Великолепие стола заставило отшатнуться. Юлия, мстя шпиону, вытащила все деликатесы, умело разложила, сервировала, зажгла свечи, теперь все блистало роскошью и великолепием. На противоположной стене широкий серый квадрат оказался встроенным телевизором, Юлия сумела разобраться с управлением, там сейчас шел концерт.

Россоха взглянул на нее пристально, бросил на Олега быстрый взгляд. Тот нехотя кивнул. По Юлии видно, что обстановка все же впечатление произвела, произвела, но настоящая женщина скорее умрет, чем это выкажет.
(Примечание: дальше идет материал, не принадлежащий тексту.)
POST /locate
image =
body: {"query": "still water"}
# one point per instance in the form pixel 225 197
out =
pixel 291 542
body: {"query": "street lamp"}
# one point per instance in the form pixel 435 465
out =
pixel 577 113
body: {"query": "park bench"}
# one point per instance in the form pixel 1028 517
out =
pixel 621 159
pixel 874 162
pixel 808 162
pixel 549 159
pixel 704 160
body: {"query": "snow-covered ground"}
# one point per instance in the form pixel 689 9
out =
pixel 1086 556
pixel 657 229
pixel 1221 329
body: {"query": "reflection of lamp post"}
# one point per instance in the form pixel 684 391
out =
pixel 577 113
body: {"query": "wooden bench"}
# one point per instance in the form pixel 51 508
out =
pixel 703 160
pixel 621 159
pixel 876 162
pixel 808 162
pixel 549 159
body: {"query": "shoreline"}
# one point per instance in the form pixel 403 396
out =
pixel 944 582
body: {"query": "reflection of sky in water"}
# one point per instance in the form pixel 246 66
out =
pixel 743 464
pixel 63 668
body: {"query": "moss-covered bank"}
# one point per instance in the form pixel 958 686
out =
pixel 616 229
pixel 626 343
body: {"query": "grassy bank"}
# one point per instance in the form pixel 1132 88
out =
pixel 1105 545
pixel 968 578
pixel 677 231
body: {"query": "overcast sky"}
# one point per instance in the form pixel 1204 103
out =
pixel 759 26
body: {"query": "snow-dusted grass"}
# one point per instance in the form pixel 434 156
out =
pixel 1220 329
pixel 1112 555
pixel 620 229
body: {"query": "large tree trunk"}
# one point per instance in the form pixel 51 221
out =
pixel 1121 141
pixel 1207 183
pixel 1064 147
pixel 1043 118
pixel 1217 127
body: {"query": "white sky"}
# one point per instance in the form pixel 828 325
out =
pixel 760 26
– Очень красиво, – сказал Россоха с воодушевлением. – Очень!.. У меня никогда так не было. Спасибо, Юлия. Кстати, после обеда Олег тебе многое объяснит. Он уже сказал мне, что собирался тебе все рассказать…

Олег нахмурился. Россоха забегает вперед, хотя и он понимает, что «все» вовсе не значит, что этой легкой, как бабочка, женщине в самом деле будет рассказано все или даже многое. Хотя она продемонстрировала как выживаемость, так и психическую устойчивость. Ни слез, ни жалоб, а ведь он видит, что с нею обошлись жестоко. Как, впрочем, во все века обходились с захваченными в плен красивыми молодыми женщинами. Будь это скифы, гунны, римляне или крестоносцы. Но рассказать надо… Так, самую малость, но чтобы она чувствовала, будто доверили все тайны мира.

– Она очень сильная женщина, – сказал Россоха тихо. – Очень!.. Такие уже редкость. А тебе, Олег, она нужна. Я чувствую.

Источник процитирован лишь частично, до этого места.